We should move toward conscious efforts to notice, value and nurture the cultural and linguistic characteristics of students.
Even if the school prioritizes integration of students into the Estonian society through language training and other favorable methods, the approach might not consider cultural diversity in schools and communities and might, on the contrary, be indirectly catering to a forgotten system that only works to deepen isolation.
At the same time, schools that teach in Estonian have adopted a noncommittal so as not to say standoffish attitude toward new immigrants from the territory of the former Soviet Union. The separation of the two communities in the Estonian education system will persist if this trend is allowed to continue.
Integration of new immigrants into the Estonian value space
Assuming that the trend of positive net migration will persist, something that is highly likely considering the international situation (instability in Ukraine and it falling behind economically, the situation in the Russian Federation and tensions in Belarus), efforts to integrate new immigrants from former Soviet territories into Estonian schools right away are vital. The latter need to offer native language classes and make use of pro-integration methodologies and support systems.
We need a series of preparatory activities on the state, local government and school levels. Starting with data analysis in specific regions and local governments based on which to put together activity plans that must determine the need for support measures, additional funding and additional- or retraining.

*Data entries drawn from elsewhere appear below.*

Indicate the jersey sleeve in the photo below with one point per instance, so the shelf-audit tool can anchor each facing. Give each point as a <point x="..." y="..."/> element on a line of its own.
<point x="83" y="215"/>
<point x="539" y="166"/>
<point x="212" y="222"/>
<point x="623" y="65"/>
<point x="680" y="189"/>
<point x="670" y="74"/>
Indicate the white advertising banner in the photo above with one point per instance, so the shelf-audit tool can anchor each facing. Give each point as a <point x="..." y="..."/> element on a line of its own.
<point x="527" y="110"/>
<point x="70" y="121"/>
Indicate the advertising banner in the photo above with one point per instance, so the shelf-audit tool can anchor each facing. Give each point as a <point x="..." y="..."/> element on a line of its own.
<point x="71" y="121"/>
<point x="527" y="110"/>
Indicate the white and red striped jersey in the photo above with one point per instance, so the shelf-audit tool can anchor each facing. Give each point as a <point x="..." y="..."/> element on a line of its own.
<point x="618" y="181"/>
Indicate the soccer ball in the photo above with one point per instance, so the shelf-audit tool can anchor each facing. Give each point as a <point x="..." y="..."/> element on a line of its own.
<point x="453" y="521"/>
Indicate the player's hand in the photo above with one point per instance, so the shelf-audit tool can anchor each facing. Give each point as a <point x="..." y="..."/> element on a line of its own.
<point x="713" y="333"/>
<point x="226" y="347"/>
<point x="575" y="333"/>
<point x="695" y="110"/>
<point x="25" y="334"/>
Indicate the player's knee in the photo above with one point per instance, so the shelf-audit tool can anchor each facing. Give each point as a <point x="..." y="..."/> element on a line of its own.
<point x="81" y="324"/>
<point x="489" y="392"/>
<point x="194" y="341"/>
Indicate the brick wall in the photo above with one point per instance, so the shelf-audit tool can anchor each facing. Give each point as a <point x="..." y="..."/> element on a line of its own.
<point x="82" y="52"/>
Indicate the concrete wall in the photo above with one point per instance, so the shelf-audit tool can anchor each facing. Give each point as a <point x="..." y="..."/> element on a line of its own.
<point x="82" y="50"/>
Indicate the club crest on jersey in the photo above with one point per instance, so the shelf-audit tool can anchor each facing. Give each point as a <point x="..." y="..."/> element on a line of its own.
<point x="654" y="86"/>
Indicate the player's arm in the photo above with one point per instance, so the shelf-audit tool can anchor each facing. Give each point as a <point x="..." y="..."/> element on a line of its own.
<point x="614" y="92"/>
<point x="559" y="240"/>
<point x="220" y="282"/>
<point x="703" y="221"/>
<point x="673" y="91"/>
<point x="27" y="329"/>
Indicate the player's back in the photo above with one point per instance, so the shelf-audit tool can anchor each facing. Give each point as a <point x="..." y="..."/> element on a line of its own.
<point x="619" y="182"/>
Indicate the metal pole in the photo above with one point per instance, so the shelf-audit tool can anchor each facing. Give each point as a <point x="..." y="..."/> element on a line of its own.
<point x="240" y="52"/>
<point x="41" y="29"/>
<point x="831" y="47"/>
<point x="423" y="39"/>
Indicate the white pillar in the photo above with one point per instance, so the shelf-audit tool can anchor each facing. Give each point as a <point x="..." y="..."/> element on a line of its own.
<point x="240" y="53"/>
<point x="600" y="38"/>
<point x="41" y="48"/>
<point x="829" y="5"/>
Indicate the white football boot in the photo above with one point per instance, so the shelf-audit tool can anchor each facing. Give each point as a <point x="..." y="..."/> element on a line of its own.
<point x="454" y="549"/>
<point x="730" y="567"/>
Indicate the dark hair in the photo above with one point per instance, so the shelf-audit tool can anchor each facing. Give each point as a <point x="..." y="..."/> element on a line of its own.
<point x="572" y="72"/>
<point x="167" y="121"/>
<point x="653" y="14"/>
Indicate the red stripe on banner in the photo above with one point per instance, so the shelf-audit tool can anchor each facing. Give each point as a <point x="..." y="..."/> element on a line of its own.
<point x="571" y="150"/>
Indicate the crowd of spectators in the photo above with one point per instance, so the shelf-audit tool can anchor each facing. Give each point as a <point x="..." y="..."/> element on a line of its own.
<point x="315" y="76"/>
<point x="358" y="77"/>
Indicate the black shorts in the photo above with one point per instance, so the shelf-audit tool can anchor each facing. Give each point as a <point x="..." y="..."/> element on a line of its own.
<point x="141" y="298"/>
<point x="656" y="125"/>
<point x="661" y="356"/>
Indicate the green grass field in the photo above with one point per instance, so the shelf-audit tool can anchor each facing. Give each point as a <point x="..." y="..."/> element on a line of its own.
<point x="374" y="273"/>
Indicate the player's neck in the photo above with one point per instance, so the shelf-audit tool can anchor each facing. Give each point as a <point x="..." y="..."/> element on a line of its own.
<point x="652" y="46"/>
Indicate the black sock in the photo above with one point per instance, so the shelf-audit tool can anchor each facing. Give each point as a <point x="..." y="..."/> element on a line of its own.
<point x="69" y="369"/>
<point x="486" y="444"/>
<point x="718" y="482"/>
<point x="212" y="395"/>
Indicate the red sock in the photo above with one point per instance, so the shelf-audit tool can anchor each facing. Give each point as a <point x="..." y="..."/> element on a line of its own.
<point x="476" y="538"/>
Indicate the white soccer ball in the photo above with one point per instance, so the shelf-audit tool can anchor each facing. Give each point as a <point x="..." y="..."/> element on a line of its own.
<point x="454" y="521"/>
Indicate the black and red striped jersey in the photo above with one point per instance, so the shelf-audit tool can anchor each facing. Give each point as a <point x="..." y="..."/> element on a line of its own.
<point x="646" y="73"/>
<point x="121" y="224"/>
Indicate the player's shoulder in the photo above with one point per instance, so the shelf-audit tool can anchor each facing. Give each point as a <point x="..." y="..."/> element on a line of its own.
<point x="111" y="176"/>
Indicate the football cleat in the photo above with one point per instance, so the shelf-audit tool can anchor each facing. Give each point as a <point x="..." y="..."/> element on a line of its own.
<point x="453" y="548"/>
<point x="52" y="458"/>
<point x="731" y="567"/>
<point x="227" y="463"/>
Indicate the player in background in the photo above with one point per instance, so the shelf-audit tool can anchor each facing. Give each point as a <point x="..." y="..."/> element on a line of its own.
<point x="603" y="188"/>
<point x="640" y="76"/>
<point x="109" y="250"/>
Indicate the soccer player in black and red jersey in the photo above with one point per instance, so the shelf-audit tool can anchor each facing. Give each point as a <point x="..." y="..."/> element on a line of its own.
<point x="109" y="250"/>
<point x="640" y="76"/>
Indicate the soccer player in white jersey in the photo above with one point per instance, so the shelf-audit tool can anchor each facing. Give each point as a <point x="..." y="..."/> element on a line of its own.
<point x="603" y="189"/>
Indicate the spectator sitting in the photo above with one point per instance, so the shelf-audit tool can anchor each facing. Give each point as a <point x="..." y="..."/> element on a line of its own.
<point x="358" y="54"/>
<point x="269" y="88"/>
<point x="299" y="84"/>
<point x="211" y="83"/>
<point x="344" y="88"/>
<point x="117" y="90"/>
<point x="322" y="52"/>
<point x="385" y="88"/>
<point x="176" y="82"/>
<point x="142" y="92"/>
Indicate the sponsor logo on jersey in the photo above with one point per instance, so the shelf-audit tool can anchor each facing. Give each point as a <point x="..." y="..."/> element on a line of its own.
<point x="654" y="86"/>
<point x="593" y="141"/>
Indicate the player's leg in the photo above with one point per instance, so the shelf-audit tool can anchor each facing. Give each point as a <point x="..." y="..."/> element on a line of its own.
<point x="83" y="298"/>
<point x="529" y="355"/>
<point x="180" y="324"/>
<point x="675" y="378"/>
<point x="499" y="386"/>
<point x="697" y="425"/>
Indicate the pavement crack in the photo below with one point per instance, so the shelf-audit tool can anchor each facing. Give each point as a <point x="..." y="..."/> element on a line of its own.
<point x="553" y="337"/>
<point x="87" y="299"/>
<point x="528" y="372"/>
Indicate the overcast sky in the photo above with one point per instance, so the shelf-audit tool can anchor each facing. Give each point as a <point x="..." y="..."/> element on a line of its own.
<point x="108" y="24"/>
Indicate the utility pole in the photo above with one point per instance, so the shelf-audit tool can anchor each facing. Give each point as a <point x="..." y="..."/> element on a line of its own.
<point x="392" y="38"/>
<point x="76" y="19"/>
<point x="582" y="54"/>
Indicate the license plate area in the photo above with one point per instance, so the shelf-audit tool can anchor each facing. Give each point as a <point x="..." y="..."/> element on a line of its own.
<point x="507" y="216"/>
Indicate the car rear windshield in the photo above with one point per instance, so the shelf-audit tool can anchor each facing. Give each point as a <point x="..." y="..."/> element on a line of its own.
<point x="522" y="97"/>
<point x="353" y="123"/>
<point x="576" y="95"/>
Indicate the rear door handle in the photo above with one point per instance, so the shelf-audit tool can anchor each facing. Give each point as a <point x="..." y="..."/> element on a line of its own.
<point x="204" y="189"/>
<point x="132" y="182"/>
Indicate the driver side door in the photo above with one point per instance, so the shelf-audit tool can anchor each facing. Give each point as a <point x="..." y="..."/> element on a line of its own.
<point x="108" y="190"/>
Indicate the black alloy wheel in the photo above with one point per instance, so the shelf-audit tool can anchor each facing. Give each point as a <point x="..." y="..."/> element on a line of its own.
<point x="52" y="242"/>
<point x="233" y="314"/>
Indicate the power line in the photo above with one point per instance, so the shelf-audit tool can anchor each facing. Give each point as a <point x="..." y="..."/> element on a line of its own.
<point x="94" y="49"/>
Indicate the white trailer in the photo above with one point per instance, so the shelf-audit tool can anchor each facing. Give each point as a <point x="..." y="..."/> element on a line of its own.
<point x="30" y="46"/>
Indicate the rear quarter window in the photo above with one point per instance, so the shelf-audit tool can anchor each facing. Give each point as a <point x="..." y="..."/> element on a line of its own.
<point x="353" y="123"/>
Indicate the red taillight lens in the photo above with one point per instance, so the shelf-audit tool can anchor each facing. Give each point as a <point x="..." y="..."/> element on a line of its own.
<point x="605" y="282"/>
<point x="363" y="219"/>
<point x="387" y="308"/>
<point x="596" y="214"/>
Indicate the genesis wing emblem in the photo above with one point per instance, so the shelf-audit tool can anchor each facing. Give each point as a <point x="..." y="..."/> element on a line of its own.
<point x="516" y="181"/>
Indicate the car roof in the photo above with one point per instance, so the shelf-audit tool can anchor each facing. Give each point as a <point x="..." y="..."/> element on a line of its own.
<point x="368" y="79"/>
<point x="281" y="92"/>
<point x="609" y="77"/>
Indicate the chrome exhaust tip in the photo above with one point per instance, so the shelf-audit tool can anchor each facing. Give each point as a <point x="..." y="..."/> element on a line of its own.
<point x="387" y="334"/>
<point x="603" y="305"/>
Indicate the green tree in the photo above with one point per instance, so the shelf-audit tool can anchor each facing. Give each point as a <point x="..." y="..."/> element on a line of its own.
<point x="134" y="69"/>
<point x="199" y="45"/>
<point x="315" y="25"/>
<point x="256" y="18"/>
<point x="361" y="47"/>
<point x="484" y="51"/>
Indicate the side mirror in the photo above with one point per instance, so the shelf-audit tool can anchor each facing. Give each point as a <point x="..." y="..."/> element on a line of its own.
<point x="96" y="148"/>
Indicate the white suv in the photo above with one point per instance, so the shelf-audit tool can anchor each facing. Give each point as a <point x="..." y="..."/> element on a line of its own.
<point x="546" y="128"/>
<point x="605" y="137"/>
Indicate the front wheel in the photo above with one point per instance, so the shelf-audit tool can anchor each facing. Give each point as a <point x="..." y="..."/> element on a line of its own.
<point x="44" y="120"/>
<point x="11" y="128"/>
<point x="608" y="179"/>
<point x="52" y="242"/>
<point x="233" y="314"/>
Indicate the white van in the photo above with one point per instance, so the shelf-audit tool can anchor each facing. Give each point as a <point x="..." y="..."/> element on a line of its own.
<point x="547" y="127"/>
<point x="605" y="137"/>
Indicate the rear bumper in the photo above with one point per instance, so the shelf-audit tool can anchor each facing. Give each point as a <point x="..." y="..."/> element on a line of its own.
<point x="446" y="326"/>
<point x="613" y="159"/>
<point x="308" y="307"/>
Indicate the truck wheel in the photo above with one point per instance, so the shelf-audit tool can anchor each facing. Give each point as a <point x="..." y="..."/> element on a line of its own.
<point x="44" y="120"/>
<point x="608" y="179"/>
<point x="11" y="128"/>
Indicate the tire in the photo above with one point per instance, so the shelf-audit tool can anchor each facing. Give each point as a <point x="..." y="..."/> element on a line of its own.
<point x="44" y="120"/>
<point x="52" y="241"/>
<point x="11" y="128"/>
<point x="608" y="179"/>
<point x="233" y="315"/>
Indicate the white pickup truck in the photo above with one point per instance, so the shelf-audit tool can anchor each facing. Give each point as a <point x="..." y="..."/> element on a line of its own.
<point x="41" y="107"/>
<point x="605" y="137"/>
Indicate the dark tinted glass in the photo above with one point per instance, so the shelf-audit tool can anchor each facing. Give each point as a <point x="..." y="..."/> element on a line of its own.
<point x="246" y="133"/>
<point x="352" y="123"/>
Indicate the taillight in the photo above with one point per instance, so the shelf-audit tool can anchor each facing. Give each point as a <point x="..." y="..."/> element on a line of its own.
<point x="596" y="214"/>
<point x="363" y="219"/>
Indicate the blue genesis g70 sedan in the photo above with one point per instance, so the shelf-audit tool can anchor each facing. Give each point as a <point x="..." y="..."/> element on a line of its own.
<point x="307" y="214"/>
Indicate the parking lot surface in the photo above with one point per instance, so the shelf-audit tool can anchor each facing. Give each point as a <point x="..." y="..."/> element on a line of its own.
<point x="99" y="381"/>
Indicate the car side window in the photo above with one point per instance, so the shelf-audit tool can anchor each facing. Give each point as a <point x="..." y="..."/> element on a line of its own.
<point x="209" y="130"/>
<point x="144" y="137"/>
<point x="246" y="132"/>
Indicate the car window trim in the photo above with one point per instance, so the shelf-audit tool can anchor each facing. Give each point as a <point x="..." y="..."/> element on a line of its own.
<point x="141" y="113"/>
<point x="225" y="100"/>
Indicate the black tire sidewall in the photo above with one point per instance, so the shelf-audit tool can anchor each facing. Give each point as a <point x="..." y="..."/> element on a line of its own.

In a situation where Estonian schools manage to teach children with a Tamil or Bengal cultural background, I'm sure they are capable of teaching children from former Soviet countries. In order to move closer to achieving the goals of a universal Estonian school system, it is very important to render Estonian schools more open, ensure necessary support systems for students from different cultures and speaking different native languages, as well leave behind ambitions of assimilation.
This cannot happen overnight, while purposefully moving toward goals will make it possible to take an important step and end indirect efforts at enforcing a parallel education system. The Estonian education system should re ready to enroll all new immigrants in Estonian-speaking schools by the 2025/26 academic year. It is absolutely necessary for equal opportunities and a more coherent society.
* A new immigrant student is a child who starts studies in an Estonian school after spending fewer than three years living in Estonia.